A queima de Judas acontece sempre no sábado seguinte à Sexta-feira da Paixão. Populares se concentram em praças públicas para aguardar a leitura do testamento de condenação do traidor de Jesus. Judas é boneco de pano que hoje representa não só o apóstolo como também políticos, jogadores de futebol ou personagens que estejam sendo visto mal pela opinião pública por alguma acontecimento negativo. Consiste em surrar um boneco do tamanho de um homem, forrado de serragem, trapos ou jornal, pelas ruas de um bairro e atear fogo a ele, normalmente ao meio-dia.
De corpo magro, desengonçado e inexpressivo o boneco de pano tem a estatura de uma pessoa de 1,70m aproximadamente, e custa R$150. Recheado de fogos de artifício, o que promove grande show pirotécnico, Judas aguarda apenas a execução de sua sentença de morte que acontece à meia noite ou ao meio dia, dependendo da região, quando, enfim, ele paga pelos pecados por trair Jesus Cristo com um beijo no rosto e em seguida o vender por trinta dinheiros. Os bonecos são confeccionados por artesões de cada cidade.

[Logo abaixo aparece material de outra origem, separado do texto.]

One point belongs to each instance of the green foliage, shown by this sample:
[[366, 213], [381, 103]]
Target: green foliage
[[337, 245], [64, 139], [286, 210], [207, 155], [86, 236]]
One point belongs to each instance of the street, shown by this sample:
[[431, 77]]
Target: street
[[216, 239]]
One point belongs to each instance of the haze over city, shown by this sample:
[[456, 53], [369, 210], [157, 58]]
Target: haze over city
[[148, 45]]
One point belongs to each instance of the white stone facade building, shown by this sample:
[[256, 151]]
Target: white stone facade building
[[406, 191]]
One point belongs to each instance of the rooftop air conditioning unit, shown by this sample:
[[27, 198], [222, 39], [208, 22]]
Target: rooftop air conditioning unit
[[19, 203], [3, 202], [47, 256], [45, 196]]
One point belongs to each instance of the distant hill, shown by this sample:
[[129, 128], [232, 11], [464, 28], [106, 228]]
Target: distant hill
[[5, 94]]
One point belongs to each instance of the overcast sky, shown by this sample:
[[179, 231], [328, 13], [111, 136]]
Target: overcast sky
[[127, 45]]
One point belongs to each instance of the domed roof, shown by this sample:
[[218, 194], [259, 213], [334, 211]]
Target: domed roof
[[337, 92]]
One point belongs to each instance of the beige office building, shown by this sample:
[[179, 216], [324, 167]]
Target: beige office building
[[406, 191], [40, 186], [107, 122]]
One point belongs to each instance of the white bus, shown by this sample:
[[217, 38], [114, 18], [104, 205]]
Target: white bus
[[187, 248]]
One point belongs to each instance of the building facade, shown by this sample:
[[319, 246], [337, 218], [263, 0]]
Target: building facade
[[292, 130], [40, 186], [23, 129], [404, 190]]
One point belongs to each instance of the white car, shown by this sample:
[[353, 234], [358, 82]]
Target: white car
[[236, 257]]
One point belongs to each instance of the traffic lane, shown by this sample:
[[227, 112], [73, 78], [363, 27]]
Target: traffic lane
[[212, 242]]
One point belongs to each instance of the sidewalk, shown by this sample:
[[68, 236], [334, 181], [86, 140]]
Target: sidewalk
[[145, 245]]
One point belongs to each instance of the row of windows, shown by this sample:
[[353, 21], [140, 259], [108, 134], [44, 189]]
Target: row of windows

Uma curiosidade do evento é o testamento da condenação. Trata-se uma sátira das pessoas e coisas locais, preferencialmente escrita em versos. É colocado no bolso do boneco, e alguém deve tirá-lo e ler para todos. A brincadeira só tem graça para o povo da cidade que vive o seu dia-a-dia e conhece os personagens com quem ou a quem o Judas se refere:

“Deixo o sapato rosa com bolinhas azuis para o João
O José me pediu o chapéu de fitas, deixou pra ele
A gravata borboleta deem ao Pedro, como garçom fará bom uso
O paletó já havia prometido para o Carlos, ele usará pra procurar emprego
O cinturão é a cara da Maria, os filhos dela que se cuidem
A camisa social vai para o Geraldo, quem sabe agora ele para de enrolar e se casa
A calça tamanho 56 serve no Antônio”.

Em Belo Horizonte, uma Queima de Judas foi realizada na Avenida Brasil, nº 41, às 12hs, no centro da cidade, e o boneco Judas representa o Presidente Temer. A explosão de denúncias contra a corrupção envolvendo toda a classe política, a reforma da Previdência proposta por Temer, que não tem aceitação popular e a crise econômica com alto índice de desemprego. Tudo isto reflete na imagem do Presidente da República.